2024 yılı, gazetecilik meslek örgütleri ve insan hakları savunucularının, ifade özgürlüğü mücadelesinde kritik bir rol oynadığı bir yıl oldu. Özellikle Gazeteciler Cemiyeti öncülüğünde gelişen Medya Dayanışma Grubu çalışmalarıyla 12 basın çalışanları örgütlerinin imzasıyla yayınlanan Gazetecilik Hak ve Özgürlükler Deklarasyonu, sivil toplumun mesleki sorunlara dair somut çözüm önerileri sunduğu en güçlü örneklerden biriydi.
Sivil toplum kuruluşları, gazetecilerin sahada karşılaştığı sorunları birebir gözlemleyerek ihtiyaçlara yönelik çözüm odaklı politikalar geliştirdi. Bu öneriler, maalesef, muhalefet partileri tarafından yeterince sahiplenilmedi.
Sivil toplum kuruluşları, uluslararası basın özgürlüğü örgütleriyle iş birliği yaparak dezenformasyon yasası, etki casusluğu yasa tasarısı ve terörle mücadele mevzuatındaki sorunlara uluslararası alanda dikkat çekti. Bu dayanışma, ifade özgürlüğü mücadelesine küresel bir boyut kazandırdı.
Muhalefet partileri, hükümetin ifade özgürlüğünü kısıtlayan politikalarına karşı çoğunlukla tepkisel bir yaklaşım sergiledi. Bu tutum, yalnızca mevcut sorunlara dikkat çekmekle sınırlı kaldı ve uzun vadeli bir strateji oluşturulamadı.
Yetersiz Alternatif Politikalar: Muhalefet, dezenformasyon yasasının veya etki casusluğu yasa tasarısının yerine geçebilecek somut alternatif düzenlemeler geliştiremedi.
Terörle mücadele mevzuatındaki geniş ve belirsiz tanımların reforme edilmesi gerektiğini sıkça dile getirse de, bu konuda hiçbir muhalefet partisinden detaylı bir eylem planı seslendirilmedi, TBMM’ye sunulmadı.

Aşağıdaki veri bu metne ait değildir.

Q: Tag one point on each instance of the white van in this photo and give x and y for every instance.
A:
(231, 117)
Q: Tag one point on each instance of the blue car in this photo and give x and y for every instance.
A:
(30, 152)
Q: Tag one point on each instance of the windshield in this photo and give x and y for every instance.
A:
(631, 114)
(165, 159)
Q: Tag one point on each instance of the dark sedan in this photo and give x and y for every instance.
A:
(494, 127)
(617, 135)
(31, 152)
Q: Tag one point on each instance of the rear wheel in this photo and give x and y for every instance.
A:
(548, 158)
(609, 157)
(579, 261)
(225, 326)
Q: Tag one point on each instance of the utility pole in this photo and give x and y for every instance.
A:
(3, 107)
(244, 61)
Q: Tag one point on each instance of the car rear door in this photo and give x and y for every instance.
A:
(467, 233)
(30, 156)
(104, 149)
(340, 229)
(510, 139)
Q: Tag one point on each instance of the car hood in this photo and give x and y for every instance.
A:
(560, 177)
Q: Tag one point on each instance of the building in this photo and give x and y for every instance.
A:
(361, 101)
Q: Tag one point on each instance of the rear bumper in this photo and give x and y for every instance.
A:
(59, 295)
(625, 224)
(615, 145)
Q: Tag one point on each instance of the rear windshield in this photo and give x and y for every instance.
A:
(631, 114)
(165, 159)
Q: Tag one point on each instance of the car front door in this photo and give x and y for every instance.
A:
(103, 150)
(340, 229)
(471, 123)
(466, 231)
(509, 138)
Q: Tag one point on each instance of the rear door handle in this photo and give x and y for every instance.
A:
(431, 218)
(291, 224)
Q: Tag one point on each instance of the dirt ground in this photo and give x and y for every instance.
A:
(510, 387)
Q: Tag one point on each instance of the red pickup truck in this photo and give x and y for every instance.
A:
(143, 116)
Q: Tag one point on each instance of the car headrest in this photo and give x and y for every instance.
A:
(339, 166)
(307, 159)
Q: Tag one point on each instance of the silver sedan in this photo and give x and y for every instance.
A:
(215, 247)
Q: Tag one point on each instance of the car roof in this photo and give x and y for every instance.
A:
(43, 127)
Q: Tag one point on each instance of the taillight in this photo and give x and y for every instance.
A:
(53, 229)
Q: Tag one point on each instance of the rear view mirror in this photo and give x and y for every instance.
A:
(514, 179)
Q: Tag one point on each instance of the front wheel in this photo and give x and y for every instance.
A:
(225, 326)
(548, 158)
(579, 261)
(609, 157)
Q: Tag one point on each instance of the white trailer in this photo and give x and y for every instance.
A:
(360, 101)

Sivil Toplumla Zayıf Koordinasyon: Meslek örgütleri ve sivil toplum kuruluşlarının hazırladığı raporlar ve öneriler, muhalefetin politikalarına entegre edilemedi.

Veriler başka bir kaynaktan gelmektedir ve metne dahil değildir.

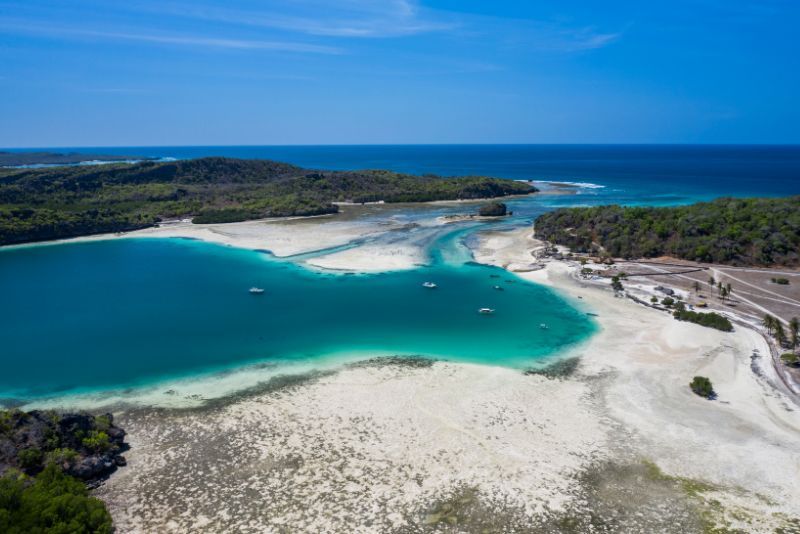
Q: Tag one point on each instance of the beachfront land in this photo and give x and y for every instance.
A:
(416, 444)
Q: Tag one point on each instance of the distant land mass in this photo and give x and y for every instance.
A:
(732, 231)
(60, 202)
(16, 159)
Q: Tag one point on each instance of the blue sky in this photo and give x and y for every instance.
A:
(189, 72)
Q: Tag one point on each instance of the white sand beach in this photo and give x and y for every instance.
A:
(393, 445)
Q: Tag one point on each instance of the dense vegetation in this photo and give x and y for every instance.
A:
(711, 320)
(755, 231)
(59, 202)
(50, 503)
(495, 209)
(701, 385)
(46, 461)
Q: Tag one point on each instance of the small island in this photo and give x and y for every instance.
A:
(62, 202)
(495, 209)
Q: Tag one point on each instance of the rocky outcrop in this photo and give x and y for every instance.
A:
(85, 446)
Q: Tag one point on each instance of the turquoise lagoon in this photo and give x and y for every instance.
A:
(110, 314)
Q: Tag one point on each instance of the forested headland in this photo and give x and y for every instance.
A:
(732, 231)
(61, 202)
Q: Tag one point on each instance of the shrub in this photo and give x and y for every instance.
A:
(701, 385)
(61, 456)
(97, 441)
(29, 458)
(711, 320)
(53, 502)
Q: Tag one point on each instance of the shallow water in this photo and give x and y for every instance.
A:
(97, 315)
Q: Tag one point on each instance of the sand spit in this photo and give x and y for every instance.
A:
(617, 443)
(369, 449)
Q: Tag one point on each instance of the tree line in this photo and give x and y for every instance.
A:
(60, 202)
(733, 231)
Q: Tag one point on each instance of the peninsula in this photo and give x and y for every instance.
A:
(62, 202)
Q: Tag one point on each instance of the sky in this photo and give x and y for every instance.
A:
(273, 72)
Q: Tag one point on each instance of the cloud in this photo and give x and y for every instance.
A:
(167, 39)
(345, 18)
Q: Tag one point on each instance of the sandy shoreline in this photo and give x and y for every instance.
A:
(397, 447)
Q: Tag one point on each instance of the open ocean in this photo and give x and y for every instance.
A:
(112, 314)
(653, 174)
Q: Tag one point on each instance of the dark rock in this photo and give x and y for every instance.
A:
(28, 441)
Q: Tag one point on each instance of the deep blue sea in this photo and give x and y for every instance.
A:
(100, 315)
(653, 174)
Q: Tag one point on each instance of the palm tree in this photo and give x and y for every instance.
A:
(780, 333)
(769, 323)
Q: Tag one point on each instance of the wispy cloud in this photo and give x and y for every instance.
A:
(202, 41)
(346, 18)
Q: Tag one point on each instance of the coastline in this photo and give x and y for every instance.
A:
(387, 443)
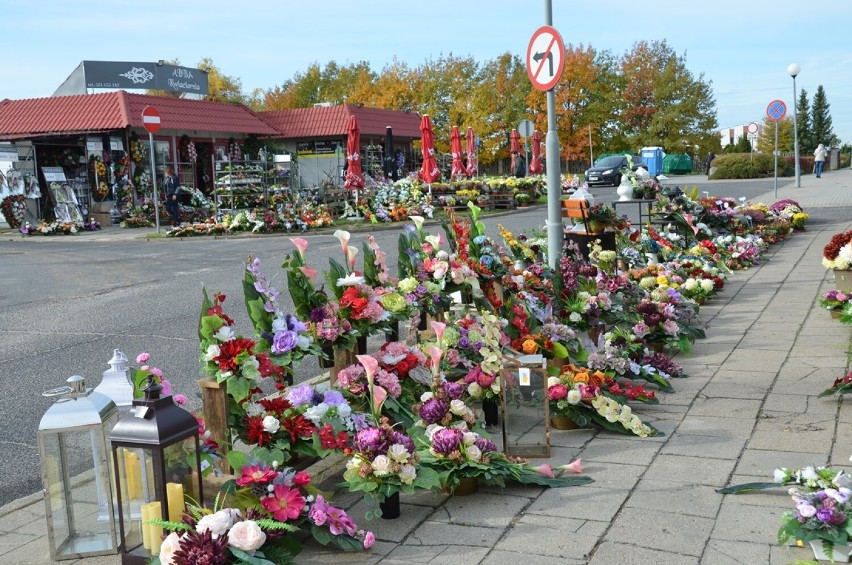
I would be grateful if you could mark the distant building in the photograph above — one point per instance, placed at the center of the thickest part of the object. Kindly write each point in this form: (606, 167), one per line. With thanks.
(732, 135)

Sivil toplumla daha güçlü bir iş birliği yapılmadığı için, sahadaki gerçek sorunlara dair muhalefetin yaklaşımı zayıf kaldı.
Muhalefet, yalnızca hükümetin politikalarına tepki vermekle sınırlı bir tutum yerine, stratejik ve proaktif bir yaklaşımla çözüm önerileri sunmalıdır. Bu çerçevede uzun vadeli politika geliştirme çalışmalarına odaklanılmalıdır. Mesela, dezenformasyon yasasının yerine geçebilecek, ifade özgürlüğünü koruyacak bir yasa taslağı hazırlanmalı ve kamuoyuna sunulmalıdır. Aynı şekilde, etki casusluğu yasa tasarısına karşı çıkmakla yetinilmeyip, sivil toplum ve uluslararası iş birliklerini destekleyecek alternatif bir düzenleme önerilmelidir.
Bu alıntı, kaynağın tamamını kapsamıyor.